Secretary General, Hefazat-e-Islam Bangladesh
- In office 26 December 2020 – 29 November 2021
- Preceded by: Nur Hossain Kasemi
- Succeeded by: Sajidur Rahman

Chancellor, Al Jamiatul Islamia Makhjanul Uloom
- In office 10 July 1984 – ????

Secretary General, International Majlis-e Tahaffuz-e-Khatm-e Nobuwat Bangladesh
- In office 1990–????

Personal life
- Born: 1948 Fatikchhari Upazila, Chittagong District, East Bengal, Pakistan
- Died: 29 November 2021 (aged 72–73)
- Parent: Abdur Rashid (father);
- Era: Modern
- Main interest(s): Hadith, Fiqh, Writing, Tasawwuf, Islamic history, Islamic Movement, Khatam an-Nabiyyin
- Notable works: Al Jamiatul Islamia Makhjanul Uloom; International Majlis-e Tahaffuz-e-Khatm-e Nobuwat Bangladesh (1990); Jamia Khatamunnabiyyin, United Kingdom; Islamic Movement Council (1978); Tajkera-e Khatib-e Azam;
- Education: Darul Uloom Hathazari; Al Jamiatul Arabia Nasirul Islam;

Religious life
- Religion: Islam
- Denomination: Sunni
- Jurisprudence: Hanafi
- Movement: Deobandi

Muslim leader
- Influenced by Muhammad Faizullah, Shah Ahmad Shafi;
- Influenced Mamunul Haque;

= Nurul Islam Jihadi =

Bangladeshi Islamic scholar (1948–2021)

Nurul Islam Jihadi (নুরুল ইসলাম জিহাদী; 1948 – 29 November 2021) was a Bangladeshi Deobandi Islamic scholar, educator and spiritual figure. He was the Secretary General of Hefazat-e-Islam Bangladesh and International Majlis-e Tahaffuz-e-Khatm-e Nobuwat Bangladesh, Chancellor and Shaykh al-Hadith of Al Jamiatul Islamia Makhjanul Uloom. He was also a member of the Majlis-e-Shura of Darul Uloom Hathazari and Befaqul Madarisil Arabia Bangladesh, founder and patron of many mosques and madrasas, including Jamia Khatamunnabiyyin in the United Kingdom.

==Name and lineage==
Jihadi was born in 1948 in Fatikchhari, Chittagong District. His father's name was Abdur Rashid.

==Life and career==
After completing his education, he started his career as a teacher at Kaigram Madrasa in Patiya Upazila. After teaching in Kaigram madrasa for one year, he was called to Babunagar madrasa and became a teacher there. After teaching at Babunagar Madrasa for a few years, he taught at Ashraful Ulum Bara Katara Madrasa in Dhaka till 1982. At this time, after the death of his father, he went to his home and rejoined Babunagar Madrasa. On 10 July 1984, he founded Al Jamiatul Islamia Makhjanul Uloom in Khilgaon, Dhaka district. He was the Chancellor and Shaykh al-Hadith of this seminary. He served as an important member of Majlis-e-Shura of Darul Uloom Hathazari and Befaqul Madarisil Arabia Bangladesh. In 1966, he founded a non-political organization called "Islamic Movement Council" to resist Islamophobes. He was in the companionship of Siddique Ahmad for a long time. He was the Secretary General of International Majlis-e Tahaffuj-e Khatme Nabuwat Bangladesh, established in 1990 with the aim of accelerating the anti-Ahmadiyya movement and the Khatme Nabuyat movement. On 26 December 2020, he was elected Secretary General of Hefazat-e-Islam Bangladesh following the death of Nur Hossain Kasemi in December 2020. He remained in this post until his death.
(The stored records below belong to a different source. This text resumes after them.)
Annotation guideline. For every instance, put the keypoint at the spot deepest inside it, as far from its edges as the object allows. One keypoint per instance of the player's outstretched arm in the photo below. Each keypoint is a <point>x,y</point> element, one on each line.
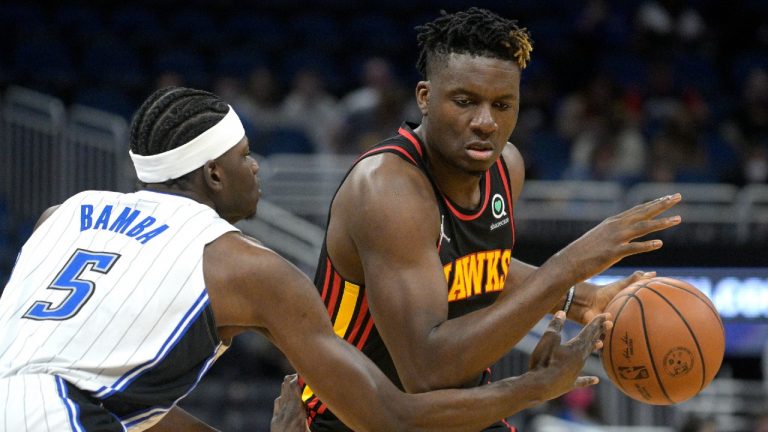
<point>179,420</point>
<point>263,291</point>
<point>388,209</point>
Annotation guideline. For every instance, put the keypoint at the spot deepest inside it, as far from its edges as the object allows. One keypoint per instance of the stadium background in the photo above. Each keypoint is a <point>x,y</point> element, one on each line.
<point>641,96</point>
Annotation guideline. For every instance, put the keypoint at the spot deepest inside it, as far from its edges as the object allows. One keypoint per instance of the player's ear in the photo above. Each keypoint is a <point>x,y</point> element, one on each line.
<point>422,96</point>
<point>212,175</point>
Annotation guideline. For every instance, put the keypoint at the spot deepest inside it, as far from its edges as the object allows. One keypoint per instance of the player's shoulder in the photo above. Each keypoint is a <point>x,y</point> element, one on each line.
<point>387,174</point>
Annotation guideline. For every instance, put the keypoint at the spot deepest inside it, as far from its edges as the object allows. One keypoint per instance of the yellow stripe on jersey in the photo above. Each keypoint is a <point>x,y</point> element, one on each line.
<point>346,308</point>
<point>306,394</point>
<point>343,318</point>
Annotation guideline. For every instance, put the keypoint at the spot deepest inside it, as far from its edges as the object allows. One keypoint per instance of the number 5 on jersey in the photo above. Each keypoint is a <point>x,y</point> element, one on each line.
<point>68,279</point>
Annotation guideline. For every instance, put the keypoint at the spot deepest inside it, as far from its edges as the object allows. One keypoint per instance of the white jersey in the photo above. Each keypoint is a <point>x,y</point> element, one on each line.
<point>108,294</point>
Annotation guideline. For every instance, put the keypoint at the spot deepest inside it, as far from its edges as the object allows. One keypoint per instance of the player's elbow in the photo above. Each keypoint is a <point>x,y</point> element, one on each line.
<point>422,380</point>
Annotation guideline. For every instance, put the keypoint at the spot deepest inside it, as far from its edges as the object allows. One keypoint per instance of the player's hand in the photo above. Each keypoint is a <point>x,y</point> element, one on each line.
<point>562,363</point>
<point>601,295</point>
<point>612,240</point>
<point>289,414</point>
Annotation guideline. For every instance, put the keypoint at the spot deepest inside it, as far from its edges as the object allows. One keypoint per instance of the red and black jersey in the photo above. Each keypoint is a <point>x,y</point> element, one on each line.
<point>475,248</point>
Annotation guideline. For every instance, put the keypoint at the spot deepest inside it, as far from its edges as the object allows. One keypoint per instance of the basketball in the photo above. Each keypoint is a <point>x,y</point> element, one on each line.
<point>667,341</point>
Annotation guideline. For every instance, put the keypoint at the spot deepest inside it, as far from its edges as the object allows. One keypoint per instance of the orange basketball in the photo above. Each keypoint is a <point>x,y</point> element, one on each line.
<point>667,341</point>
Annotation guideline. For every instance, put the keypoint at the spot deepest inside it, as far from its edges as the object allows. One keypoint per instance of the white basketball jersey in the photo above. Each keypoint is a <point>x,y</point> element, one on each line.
<point>108,294</point>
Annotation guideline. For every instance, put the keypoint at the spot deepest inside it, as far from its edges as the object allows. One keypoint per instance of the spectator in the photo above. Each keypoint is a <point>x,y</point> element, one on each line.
<point>311,107</point>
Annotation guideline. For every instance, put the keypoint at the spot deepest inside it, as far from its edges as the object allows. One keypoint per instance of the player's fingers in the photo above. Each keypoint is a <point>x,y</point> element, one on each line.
<point>645,227</point>
<point>590,334</point>
<point>635,248</point>
<point>654,207</point>
<point>557,322</point>
<point>290,384</point>
<point>586,381</point>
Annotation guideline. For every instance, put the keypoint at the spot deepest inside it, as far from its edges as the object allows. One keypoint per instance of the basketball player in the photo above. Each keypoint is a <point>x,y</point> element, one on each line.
<point>119,303</point>
<point>417,268</point>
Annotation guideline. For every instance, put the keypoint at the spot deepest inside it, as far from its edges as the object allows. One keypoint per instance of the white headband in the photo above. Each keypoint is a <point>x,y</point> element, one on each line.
<point>192,155</point>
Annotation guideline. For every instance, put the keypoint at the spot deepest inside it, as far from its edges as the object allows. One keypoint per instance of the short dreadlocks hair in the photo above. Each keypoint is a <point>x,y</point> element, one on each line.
<point>478,32</point>
<point>173,116</point>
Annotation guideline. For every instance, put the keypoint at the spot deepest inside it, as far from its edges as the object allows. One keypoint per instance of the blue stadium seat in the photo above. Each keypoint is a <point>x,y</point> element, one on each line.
<point>625,69</point>
<point>379,34</point>
<point>697,72</point>
<point>108,99</point>
<point>550,154</point>
<point>317,31</point>
<point>138,25</point>
<point>46,61</point>
<point>79,23</point>
<point>187,63</point>
<point>282,140</point>
<point>295,61</point>
<point>109,61</point>
<point>195,27</point>
<point>239,62</point>
<point>265,31</point>
<point>745,63</point>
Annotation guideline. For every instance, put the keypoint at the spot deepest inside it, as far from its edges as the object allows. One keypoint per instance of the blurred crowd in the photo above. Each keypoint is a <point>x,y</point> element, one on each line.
<point>642,90</point>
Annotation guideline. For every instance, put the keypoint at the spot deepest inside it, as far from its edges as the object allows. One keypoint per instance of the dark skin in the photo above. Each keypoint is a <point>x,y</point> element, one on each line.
<point>251,288</point>
<point>469,107</point>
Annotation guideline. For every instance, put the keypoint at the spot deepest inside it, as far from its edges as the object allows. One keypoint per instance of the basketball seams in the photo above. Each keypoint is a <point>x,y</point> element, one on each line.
<point>648,346</point>
<point>690,330</point>
<point>698,294</point>
<point>610,352</point>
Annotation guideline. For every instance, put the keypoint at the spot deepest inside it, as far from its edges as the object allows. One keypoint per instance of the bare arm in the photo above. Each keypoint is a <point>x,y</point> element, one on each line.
<point>395,228</point>
<point>179,420</point>
<point>253,287</point>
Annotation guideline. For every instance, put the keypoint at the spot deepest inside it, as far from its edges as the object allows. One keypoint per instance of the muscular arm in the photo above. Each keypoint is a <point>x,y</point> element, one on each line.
<point>179,420</point>
<point>253,287</point>
<point>395,228</point>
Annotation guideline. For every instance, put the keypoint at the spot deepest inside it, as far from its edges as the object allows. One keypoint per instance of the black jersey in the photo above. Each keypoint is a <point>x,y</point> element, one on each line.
<point>475,248</point>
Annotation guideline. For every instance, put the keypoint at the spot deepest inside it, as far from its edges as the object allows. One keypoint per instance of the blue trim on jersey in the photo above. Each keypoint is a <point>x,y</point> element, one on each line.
<point>147,414</point>
<point>73,411</point>
<point>185,323</point>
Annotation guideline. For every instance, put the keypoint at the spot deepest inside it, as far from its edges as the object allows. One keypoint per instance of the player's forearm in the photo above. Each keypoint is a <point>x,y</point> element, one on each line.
<point>473,409</point>
<point>179,420</point>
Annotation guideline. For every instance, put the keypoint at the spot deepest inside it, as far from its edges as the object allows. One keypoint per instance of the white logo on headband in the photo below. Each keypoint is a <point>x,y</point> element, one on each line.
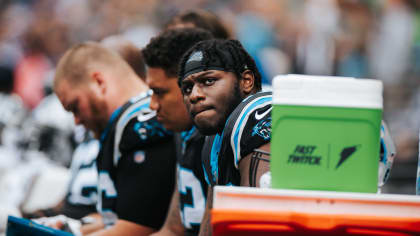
<point>196,56</point>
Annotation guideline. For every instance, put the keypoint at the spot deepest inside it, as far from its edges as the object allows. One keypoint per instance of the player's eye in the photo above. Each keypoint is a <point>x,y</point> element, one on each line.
<point>209,81</point>
<point>157,92</point>
<point>186,88</point>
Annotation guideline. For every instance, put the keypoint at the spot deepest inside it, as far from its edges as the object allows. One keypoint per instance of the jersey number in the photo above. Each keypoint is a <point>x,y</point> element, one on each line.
<point>192,198</point>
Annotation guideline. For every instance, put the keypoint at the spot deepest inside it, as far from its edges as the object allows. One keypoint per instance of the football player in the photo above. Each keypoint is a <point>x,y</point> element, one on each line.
<point>135,161</point>
<point>162,56</point>
<point>220,84</point>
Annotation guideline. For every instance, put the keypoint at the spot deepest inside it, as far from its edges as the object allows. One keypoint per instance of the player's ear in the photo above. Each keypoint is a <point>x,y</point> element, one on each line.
<point>247,82</point>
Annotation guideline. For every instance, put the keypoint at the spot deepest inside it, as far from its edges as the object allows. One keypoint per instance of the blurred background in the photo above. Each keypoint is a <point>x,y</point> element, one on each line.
<point>377,39</point>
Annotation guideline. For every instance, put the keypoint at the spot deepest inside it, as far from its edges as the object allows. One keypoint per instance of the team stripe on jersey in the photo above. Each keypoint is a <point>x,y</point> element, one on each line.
<point>241,123</point>
<point>133,111</point>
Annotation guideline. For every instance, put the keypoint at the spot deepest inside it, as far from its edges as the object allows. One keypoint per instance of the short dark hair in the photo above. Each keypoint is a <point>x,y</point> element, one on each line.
<point>201,19</point>
<point>214,49</point>
<point>165,50</point>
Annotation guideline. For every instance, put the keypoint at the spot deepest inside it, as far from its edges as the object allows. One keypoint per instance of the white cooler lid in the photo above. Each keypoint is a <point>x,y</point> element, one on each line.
<point>330,91</point>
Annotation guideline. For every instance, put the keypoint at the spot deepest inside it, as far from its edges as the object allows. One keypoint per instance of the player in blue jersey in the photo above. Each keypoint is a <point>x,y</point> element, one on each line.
<point>162,55</point>
<point>220,84</point>
<point>135,161</point>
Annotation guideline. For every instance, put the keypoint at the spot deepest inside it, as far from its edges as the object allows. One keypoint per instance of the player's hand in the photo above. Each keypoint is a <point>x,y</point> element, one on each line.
<point>61,222</point>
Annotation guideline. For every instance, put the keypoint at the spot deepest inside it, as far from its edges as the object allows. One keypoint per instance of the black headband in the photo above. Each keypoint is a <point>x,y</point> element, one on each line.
<point>195,63</point>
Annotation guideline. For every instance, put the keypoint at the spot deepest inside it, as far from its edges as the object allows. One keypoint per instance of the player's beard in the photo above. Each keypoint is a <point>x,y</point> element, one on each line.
<point>216,125</point>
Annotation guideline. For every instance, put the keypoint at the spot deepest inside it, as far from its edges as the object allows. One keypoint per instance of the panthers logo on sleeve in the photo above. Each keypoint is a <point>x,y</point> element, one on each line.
<point>248,127</point>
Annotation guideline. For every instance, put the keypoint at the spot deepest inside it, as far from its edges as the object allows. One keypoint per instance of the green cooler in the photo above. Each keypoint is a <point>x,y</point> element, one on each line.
<point>326,133</point>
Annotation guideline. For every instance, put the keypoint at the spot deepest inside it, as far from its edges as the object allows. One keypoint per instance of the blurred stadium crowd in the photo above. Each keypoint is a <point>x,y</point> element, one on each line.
<point>358,38</point>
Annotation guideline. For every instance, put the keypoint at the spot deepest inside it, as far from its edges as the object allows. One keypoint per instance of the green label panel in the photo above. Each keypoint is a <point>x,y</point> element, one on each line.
<point>320,148</point>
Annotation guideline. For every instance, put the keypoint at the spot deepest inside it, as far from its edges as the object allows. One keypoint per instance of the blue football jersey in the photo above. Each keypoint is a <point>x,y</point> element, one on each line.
<point>247,128</point>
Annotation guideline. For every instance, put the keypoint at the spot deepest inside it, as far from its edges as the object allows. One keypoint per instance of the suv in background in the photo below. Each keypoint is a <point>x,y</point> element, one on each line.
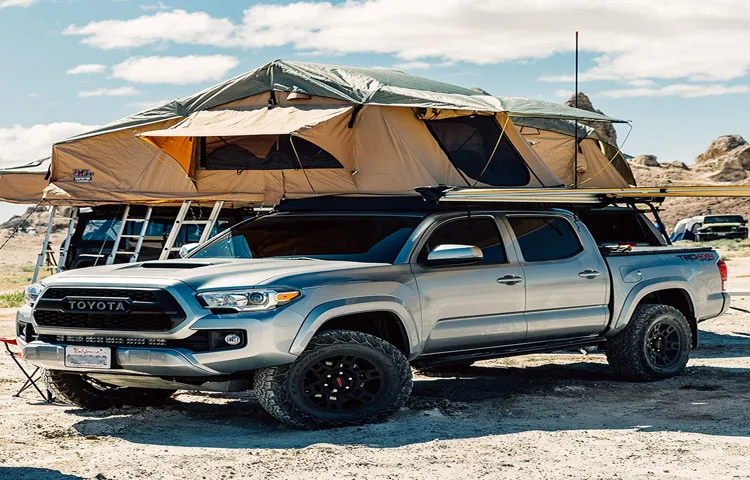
<point>717,227</point>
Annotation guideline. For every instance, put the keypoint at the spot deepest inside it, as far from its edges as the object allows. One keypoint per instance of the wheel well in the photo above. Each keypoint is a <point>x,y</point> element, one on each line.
<point>385,325</point>
<point>679,299</point>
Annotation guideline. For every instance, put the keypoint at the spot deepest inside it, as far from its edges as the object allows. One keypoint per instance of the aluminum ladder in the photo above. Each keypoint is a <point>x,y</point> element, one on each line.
<point>46,259</point>
<point>138,237</point>
<point>180,221</point>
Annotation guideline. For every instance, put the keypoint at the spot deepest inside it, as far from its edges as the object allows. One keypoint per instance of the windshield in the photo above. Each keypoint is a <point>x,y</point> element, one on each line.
<point>724,219</point>
<point>357,238</point>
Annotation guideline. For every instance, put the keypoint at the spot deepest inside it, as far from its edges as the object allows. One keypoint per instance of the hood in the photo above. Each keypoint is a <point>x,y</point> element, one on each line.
<point>203,274</point>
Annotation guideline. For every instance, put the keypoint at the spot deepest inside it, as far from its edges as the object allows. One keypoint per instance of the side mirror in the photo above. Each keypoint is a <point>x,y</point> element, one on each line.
<point>445,255</point>
<point>186,249</point>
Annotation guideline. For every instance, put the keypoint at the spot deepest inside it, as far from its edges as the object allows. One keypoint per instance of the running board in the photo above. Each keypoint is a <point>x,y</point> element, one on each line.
<point>430,359</point>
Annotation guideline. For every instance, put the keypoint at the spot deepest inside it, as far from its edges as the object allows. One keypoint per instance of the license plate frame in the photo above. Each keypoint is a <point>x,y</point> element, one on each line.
<point>79,356</point>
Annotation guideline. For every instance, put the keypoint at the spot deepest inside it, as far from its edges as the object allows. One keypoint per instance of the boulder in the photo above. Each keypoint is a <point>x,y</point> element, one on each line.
<point>605,129</point>
<point>645,161</point>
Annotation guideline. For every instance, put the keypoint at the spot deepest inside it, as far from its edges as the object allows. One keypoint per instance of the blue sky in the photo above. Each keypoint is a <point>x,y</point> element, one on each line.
<point>677,68</point>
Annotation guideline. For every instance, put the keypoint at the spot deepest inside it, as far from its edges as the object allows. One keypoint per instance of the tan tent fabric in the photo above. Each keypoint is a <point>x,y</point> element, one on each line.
<point>24,183</point>
<point>594,168</point>
<point>388,150</point>
<point>178,141</point>
<point>22,187</point>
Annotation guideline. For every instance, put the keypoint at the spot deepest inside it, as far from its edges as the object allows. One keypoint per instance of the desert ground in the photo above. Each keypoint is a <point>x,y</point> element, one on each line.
<point>561,415</point>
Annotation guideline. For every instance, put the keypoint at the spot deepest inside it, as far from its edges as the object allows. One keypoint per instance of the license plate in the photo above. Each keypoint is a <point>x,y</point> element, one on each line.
<point>88,357</point>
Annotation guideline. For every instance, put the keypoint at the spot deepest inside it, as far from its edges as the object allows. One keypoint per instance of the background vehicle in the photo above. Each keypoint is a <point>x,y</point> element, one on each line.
<point>321,310</point>
<point>704,228</point>
<point>97,227</point>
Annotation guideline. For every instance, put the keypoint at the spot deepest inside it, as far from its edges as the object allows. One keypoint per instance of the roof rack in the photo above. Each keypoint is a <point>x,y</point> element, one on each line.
<point>579,196</point>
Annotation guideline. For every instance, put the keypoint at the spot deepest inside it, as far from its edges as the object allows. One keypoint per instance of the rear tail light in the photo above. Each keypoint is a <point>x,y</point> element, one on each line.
<point>723,272</point>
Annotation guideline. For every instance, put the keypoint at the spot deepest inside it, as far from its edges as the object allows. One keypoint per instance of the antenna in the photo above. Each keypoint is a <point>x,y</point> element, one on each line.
<point>575,104</point>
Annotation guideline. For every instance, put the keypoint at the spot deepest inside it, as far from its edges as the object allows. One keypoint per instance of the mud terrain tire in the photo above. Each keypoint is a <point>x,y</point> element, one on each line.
<point>342,378</point>
<point>654,345</point>
<point>77,389</point>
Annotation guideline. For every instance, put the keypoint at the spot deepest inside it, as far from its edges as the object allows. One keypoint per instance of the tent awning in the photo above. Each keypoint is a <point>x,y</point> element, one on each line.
<point>178,141</point>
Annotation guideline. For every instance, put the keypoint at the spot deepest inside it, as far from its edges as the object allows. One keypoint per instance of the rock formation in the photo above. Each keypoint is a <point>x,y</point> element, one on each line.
<point>605,129</point>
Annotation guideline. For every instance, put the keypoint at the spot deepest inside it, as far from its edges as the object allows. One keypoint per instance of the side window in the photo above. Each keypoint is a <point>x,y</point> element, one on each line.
<point>545,238</point>
<point>479,232</point>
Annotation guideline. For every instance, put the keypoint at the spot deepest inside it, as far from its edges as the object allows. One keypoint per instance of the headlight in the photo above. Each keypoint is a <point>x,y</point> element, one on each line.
<point>32,292</point>
<point>248,300</point>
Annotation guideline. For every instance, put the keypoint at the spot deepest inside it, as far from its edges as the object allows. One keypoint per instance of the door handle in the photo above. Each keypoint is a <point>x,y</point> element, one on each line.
<point>589,274</point>
<point>510,279</point>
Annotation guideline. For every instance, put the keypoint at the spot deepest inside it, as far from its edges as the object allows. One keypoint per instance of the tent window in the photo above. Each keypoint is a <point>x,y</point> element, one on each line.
<point>469,142</point>
<point>265,152</point>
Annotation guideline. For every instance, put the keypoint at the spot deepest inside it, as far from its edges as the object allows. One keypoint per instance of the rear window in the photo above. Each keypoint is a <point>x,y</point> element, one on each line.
<point>471,144</point>
<point>620,227</point>
<point>545,238</point>
<point>477,232</point>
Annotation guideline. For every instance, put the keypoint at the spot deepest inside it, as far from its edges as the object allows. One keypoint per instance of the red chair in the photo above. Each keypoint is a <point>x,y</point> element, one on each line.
<point>32,379</point>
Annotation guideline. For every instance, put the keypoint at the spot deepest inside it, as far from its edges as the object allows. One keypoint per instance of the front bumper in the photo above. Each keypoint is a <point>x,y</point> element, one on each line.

Jihadi died on 29 November 2021.

==Publications==
His books include:
- Akhlak-e Rasul (Saw.)
- Bright stars
- The Qadiani fitna and the position of the Muslim nation
- Rules of Qurbani
- Gulshan-e Nur
- Asmane ilm ki chand darakhsande sitare (Urdu)
- Tazkera-e Khatib-e Azam
- Sheikh Sadi's Advice
- Nukushe Zindegi and Pandey Namaye Nasir
- Qawmi Madrasa, objective method results etc.